So, when I prepared my lambs-quarters, the reasonable thing to do, it seemed, was to continue to use the ingredients I received from my CSA share -- plus add a little frozen OJ concentrate that I tend to have in my freezer. This dish turned into just enough for a small side dish and I loved it. I love the rich, green-earthly flavor, the tenderness of the plants, the way they smelled cooking. If you can get your hands on some lambs-quarters, do it. Then try this recipe. If you absolutely can't get your hands on them, you can use spinach. But go find lambs-quarters. Now.

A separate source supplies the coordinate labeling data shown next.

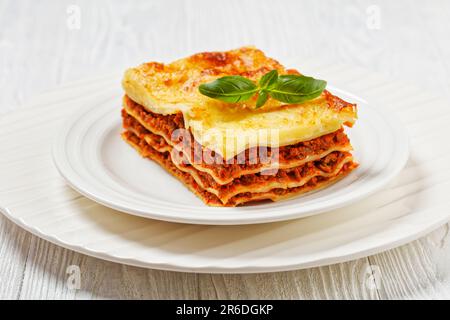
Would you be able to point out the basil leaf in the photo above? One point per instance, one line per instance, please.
(262, 98)
(230, 89)
(268, 79)
(296, 89)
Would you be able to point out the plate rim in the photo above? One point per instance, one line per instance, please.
(250, 269)
(70, 175)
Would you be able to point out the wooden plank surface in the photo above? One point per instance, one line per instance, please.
(42, 45)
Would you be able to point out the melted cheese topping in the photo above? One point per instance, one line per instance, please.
(231, 128)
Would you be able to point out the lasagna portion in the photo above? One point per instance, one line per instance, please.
(230, 154)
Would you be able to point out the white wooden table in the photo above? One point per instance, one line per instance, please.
(46, 43)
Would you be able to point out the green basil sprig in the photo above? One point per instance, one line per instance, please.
(285, 88)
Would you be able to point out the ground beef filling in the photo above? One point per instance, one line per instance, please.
(326, 164)
(164, 158)
(166, 124)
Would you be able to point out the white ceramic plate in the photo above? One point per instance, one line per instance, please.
(93, 158)
(35, 196)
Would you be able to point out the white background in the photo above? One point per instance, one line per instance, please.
(44, 44)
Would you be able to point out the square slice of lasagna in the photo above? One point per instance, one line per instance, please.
(230, 154)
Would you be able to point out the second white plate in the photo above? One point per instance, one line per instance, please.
(92, 157)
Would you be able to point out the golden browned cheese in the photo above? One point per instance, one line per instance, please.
(226, 128)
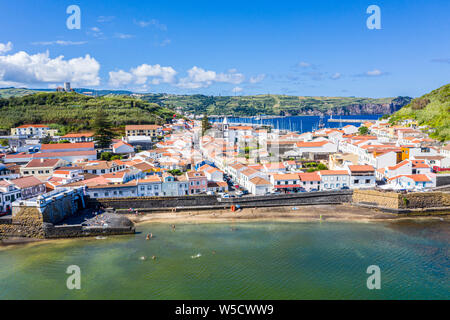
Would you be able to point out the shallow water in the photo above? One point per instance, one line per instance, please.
(260, 260)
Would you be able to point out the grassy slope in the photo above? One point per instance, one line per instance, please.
(72, 111)
(13, 92)
(432, 109)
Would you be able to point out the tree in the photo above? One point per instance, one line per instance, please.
(4, 142)
(175, 172)
(205, 124)
(363, 130)
(47, 139)
(102, 129)
(106, 156)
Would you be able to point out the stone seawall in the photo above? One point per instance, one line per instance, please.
(76, 231)
(211, 202)
(26, 223)
(299, 199)
(154, 202)
(442, 180)
(393, 200)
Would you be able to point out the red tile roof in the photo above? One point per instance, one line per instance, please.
(358, 168)
(67, 146)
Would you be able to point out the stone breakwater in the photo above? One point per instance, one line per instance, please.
(29, 223)
(399, 201)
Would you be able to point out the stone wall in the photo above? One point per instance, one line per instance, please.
(148, 203)
(393, 200)
(442, 180)
(377, 198)
(26, 222)
(75, 231)
(154, 202)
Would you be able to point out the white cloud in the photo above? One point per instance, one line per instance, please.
(304, 64)
(103, 19)
(5, 47)
(123, 36)
(201, 78)
(153, 22)
(374, 72)
(336, 76)
(141, 75)
(120, 78)
(22, 68)
(59, 42)
(95, 32)
(258, 78)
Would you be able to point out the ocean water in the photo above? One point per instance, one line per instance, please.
(262, 260)
(300, 123)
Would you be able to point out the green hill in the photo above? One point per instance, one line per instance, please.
(432, 110)
(74, 112)
(15, 92)
(277, 104)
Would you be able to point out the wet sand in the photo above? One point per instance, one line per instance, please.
(340, 213)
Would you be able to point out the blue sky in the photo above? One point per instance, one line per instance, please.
(315, 48)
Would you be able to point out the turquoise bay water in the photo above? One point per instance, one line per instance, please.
(264, 260)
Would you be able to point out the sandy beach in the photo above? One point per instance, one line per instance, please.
(290, 213)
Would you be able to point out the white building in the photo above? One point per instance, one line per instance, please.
(334, 179)
(150, 186)
(362, 177)
(8, 194)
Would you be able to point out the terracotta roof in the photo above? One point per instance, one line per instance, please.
(311, 144)
(309, 176)
(122, 143)
(143, 127)
(79, 135)
(42, 163)
(148, 179)
(27, 182)
(286, 176)
(358, 168)
(67, 146)
(415, 177)
(260, 181)
(33, 126)
(333, 172)
(399, 165)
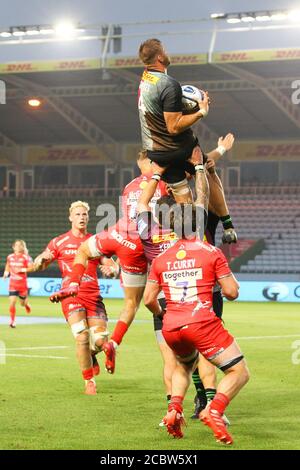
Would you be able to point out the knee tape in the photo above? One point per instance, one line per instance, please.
(79, 327)
(189, 360)
(96, 333)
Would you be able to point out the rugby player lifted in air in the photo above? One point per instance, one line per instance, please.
(85, 313)
(166, 131)
(187, 273)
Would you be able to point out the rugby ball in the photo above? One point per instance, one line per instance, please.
(190, 97)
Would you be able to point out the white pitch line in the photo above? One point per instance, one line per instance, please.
(268, 337)
(30, 356)
(36, 347)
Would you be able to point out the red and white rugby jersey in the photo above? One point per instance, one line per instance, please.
(15, 262)
(187, 273)
(63, 249)
(133, 191)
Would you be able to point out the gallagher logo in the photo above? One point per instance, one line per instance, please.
(276, 292)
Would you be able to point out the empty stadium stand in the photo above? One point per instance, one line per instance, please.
(276, 219)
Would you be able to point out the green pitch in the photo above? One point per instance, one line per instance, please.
(43, 405)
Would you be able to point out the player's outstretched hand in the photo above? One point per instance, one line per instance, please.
(227, 141)
(205, 103)
(210, 165)
(197, 156)
(70, 291)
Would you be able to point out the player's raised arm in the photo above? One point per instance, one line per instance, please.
(6, 271)
(149, 190)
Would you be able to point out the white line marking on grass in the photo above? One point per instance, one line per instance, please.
(268, 337)
(30, 356)
(36, 347)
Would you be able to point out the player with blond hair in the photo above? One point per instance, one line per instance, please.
(17, 265)
(85, 313)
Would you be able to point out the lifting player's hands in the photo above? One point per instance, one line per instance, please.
(70, 291)
(210, 165)
(227, 141)
(157, 170)
(197, 156)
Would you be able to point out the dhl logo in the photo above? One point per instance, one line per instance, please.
(278, 150)
(69, 154)
(79, 64)
(168, 237)
(127, 62)
(24, 67)
(185, 59)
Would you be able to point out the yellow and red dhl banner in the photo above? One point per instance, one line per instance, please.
(65, 154)
(182, 59)
(256, 55)
(266, 150)
(127, 62)
(49, 66)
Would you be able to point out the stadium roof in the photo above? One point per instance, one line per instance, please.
(82, 102)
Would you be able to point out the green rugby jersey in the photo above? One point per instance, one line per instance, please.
(159, 93)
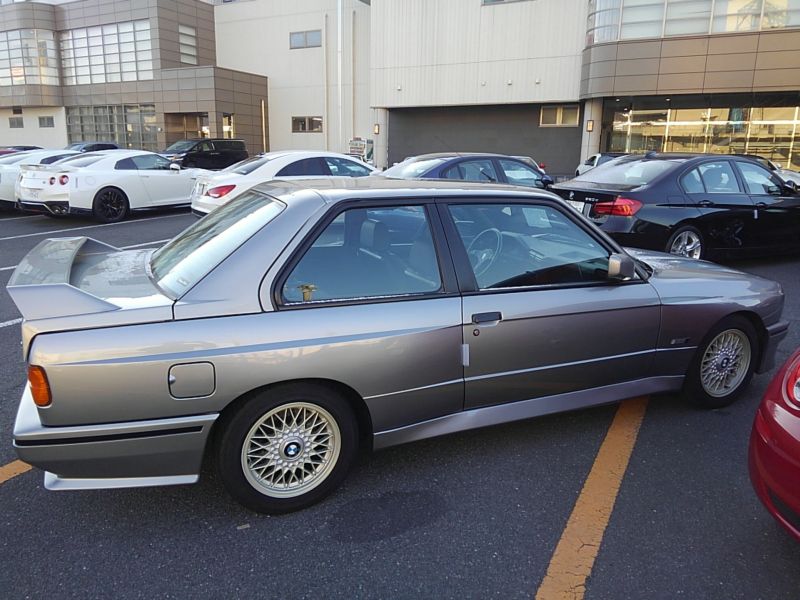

Garlicky Lambs-quarters with Orange Juice
1 teaspoon oil (I used sunflower)
1/2 large garlic scape, chopped
2 tablespoons spring onion, chopped
1 large handful lambs-quarters, coarsely chopped
2 teaspoons frozen OJ concentrate
1/2 teaspoon ground black pepper
Heat the oil in a medium-sized skillet over medium heat, then add the garlic scape and onion.
|Garlic Scape & Onion|
Saute 1-2 minutes, or until onion becomes translucent. Add the lambsquarters, orange juice, salt, and pepper and saute another 1-2 minutes, until lambsquarters wilt. Serve immediately.